Woman holding a book
Woman holding a book

Screwpines grow in tropical regions, primarily in sandy, alkaline soil. They are found naturally throughout the Pacific islands from Hawaii to North Australia. They have also adapted in California and Florida, where landscapers use them to build interest with their long flowing leaves, exotic fruit and vibrant flowers. Average temperature cannot drop too far below freezing for screwpines to survive.

The trees grow as tall as 25 feet (about 7.6 m), with long frond-like leaves that flow from central points where flowers and fruits are formed. Perhaps the most distinguishing feature of the screwpine is its fan or above-ground roots. Some biologists speculate that the roots evolved to help these trees withstand fierce shore-line winds, despite the looser sandy soils in which they are most commonly found.

Since these trees are dioecious, separate plants form male and female flowers, requiring cross-pollination. Due to this, landscapers will plant them in clusters containing male and female representatives. Screwpine fruit will turn to orange or red from green to indicate ripeness.
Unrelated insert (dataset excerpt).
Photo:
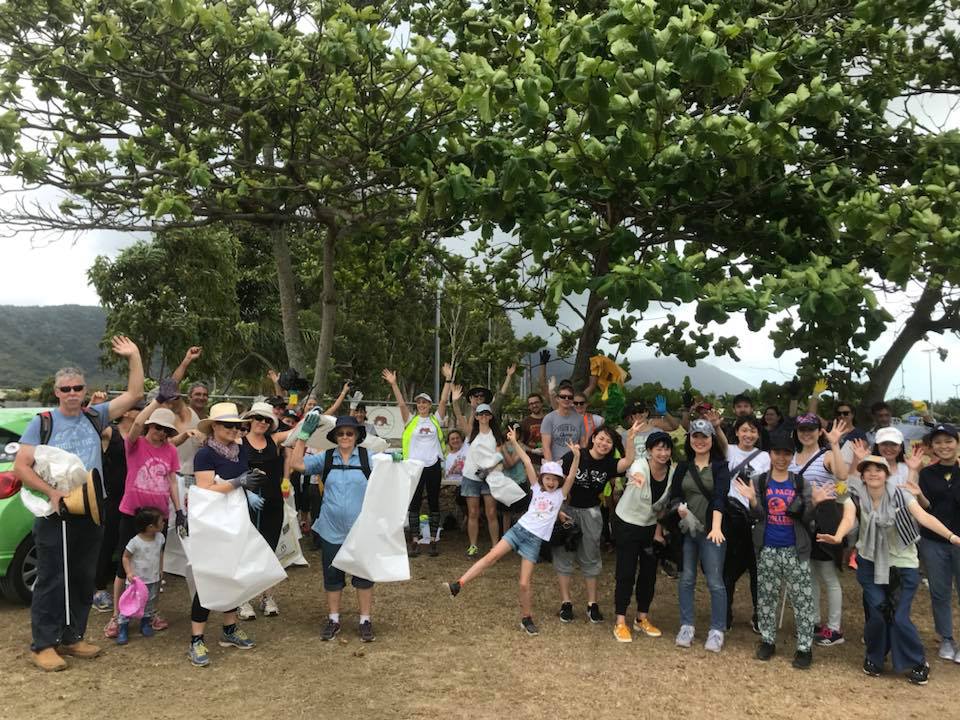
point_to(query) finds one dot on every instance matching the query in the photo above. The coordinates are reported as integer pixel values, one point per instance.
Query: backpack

In Hawaii, the screwpine's fruit is called hala. According to Maui Magazine, ancient residents put the whole screwpine to use, making roofs and clothes from the leaves, foundations and tools from the wood, and food, paint and medicine from the fruit. The spiked male fruit of certain species were also thought to be powerful aphrodisiacs by ancient Hawaiians.

Those who use this storied tree in landscaping have some considerations. A tropical climate is imperative, and direct sunlight is preferred, though some screwpine trees can thrive with periods of indirect light. They also are frequently planted far from sidewalks and homes since many species not only grow upward quickly, but also outward. Some root thickets extend just as wide as the Pandanus tree is tall. These trees are quick to sprout new saplings too, which is a boon to creating wide swaths of exotic cover but a nuisance to gardeners trying to grow other types of plants.